November is Diabetes Awareness Month in the United States and for good reason. According to the CDC, there are approximately 26 million people with diabetes in the United States and an additional 79 million with pre-diabetes. Additionally, North Carolina ranks in the top 10 states for diabetes with 10 percent of our resident having diabetes.
In my current role as wound center manager, I see firsthand how uncontrolled diabetes affects health. Fortunately, my favorite thing to write about — exercise — can help control diabetes. Exercise is very important in managing type 2 diabetes. Combining diet, exercise, and medicine — when prescribed — can help control your weight and blood sugar level. Here are the benefits of maintaining an exercise program when you have diabetes:
— Regulating blood sugar: Continuous, moderate exercise increases the amount of blood sugar needed to fuel the muscles. This can help maintain normal blood sugar levels.
— Decreasing body fat: High body fat levels decrease your body’s sensitivity to insulin.

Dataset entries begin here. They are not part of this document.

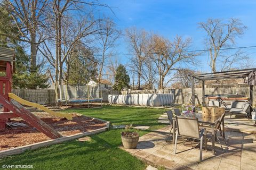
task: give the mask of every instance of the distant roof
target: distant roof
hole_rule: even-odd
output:
[[[244,79],[253,71],[256,71],[256,68],[195,74],[192,76],[201,80]]]
[[[112,84],[112,83],[106,79],[100,79],[100,83],[103,84],[109,84],[109,85]]]

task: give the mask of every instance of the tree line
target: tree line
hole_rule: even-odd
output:
[[[188,87],[188,76],[199,70],[202,52],[191,50],[191,38],[170,39],[135,27],[121,31],[101,12],[112,8],[100,1],[3,0],[0,8],[0,45],[15,49],[14,88],[45,88],[51,82],[58,98],[59,85],[102,79],[118,90]],[[212,72],[250,66],[244,52],[221,50],[244,34],[241,20],[210,19],[198,27]],[[121,38],[131,54],[124,65],[115,52]]]

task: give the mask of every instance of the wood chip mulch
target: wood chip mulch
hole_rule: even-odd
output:
[[[36,112],[33,113],[63,136],[90,131],[104,128],[106,125],[104,122],[76,113],[73,114],[73,119],[71,121],[53,116],[45,112]],[[0,130],[0,150],[50,139],[20,118],[12,119],[11,121],[24,123],[28,126]]]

Insulin works more efficiently the leaner you are.
— Improving muscle strength: Stronger muscles will help your functionally with daily activity.

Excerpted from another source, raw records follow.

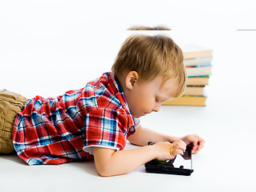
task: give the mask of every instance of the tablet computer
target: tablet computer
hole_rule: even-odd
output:
[[[153,144],[153,142],[148,142],[148,145]],[[158,174],[191,175],[193,172],[192,167],[191,150],[192,147],[187,146],[184,154],[178,154],[173,159],[169,161],[158,161],[153,159],[145,163],[146,171]]]

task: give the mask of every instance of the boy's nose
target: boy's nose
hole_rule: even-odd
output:
[[[152,111],[158,112],[161,108],[161,103],[157,103],[155,105],[154,108],[152,110]]]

— Lowering blood pressure: Regular exercise can help lower blood pressure and protect against heart disease and stroke.
— Improving circulation: Diabetic patients often times have circulatory issues as well, which can lead to a visit to the wound center. Exercise helps maintain proper circulation to the lower body to prevent issues.
— Reducing stress, promoting relaxation, and releasing tension and anxiety: Living with diabetes or any chronic disease can be stressful. Exercise can help by making you feel better emotionally as well as physically. In addition, keeping your stress to a minimum can help decrease blood sugar levels.

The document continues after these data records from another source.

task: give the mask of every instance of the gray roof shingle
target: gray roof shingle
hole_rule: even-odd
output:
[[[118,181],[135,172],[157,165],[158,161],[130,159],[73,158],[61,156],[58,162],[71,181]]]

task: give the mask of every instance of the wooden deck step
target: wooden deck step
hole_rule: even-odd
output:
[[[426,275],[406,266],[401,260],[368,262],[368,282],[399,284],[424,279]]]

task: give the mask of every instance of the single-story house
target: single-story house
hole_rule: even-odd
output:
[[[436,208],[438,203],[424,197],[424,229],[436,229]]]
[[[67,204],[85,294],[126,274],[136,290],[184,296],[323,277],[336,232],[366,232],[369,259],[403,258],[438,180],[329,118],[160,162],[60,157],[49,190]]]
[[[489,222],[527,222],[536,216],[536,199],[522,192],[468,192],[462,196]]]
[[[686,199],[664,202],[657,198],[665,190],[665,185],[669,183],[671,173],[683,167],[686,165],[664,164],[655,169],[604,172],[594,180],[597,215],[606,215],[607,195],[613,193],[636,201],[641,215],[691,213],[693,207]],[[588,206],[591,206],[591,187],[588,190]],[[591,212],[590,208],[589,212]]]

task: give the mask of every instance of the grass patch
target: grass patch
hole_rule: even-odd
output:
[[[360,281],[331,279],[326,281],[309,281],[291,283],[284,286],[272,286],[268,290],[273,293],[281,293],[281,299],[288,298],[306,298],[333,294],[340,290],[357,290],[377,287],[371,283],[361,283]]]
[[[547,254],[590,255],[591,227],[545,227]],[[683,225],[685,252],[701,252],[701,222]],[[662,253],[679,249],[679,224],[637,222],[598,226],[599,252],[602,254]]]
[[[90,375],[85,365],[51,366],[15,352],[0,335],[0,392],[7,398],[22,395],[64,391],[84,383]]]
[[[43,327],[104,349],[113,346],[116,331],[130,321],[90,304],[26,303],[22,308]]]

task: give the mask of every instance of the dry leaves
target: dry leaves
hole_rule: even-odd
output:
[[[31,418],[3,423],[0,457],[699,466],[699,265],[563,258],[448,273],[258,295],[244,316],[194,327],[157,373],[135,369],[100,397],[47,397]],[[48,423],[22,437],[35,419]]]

While moderate regular exercise is great for a person with diabetes, there are some precautions. Intense exercise can have the opposite effect and actually temporarily increase your blood glucose levels right after you stop exercising. This is especially true for people with diabetes. The body recognizes intense exercise as a stress and releases stress hormones that tell your body to increase available blood sugar to fuel your muscles. If you have diabetes, you may need to check your sugar after exercise to see if this happens to you. Moderation is the key to help manage your diabetes through exercise. As always, before starting any exercise program, consult your doctor.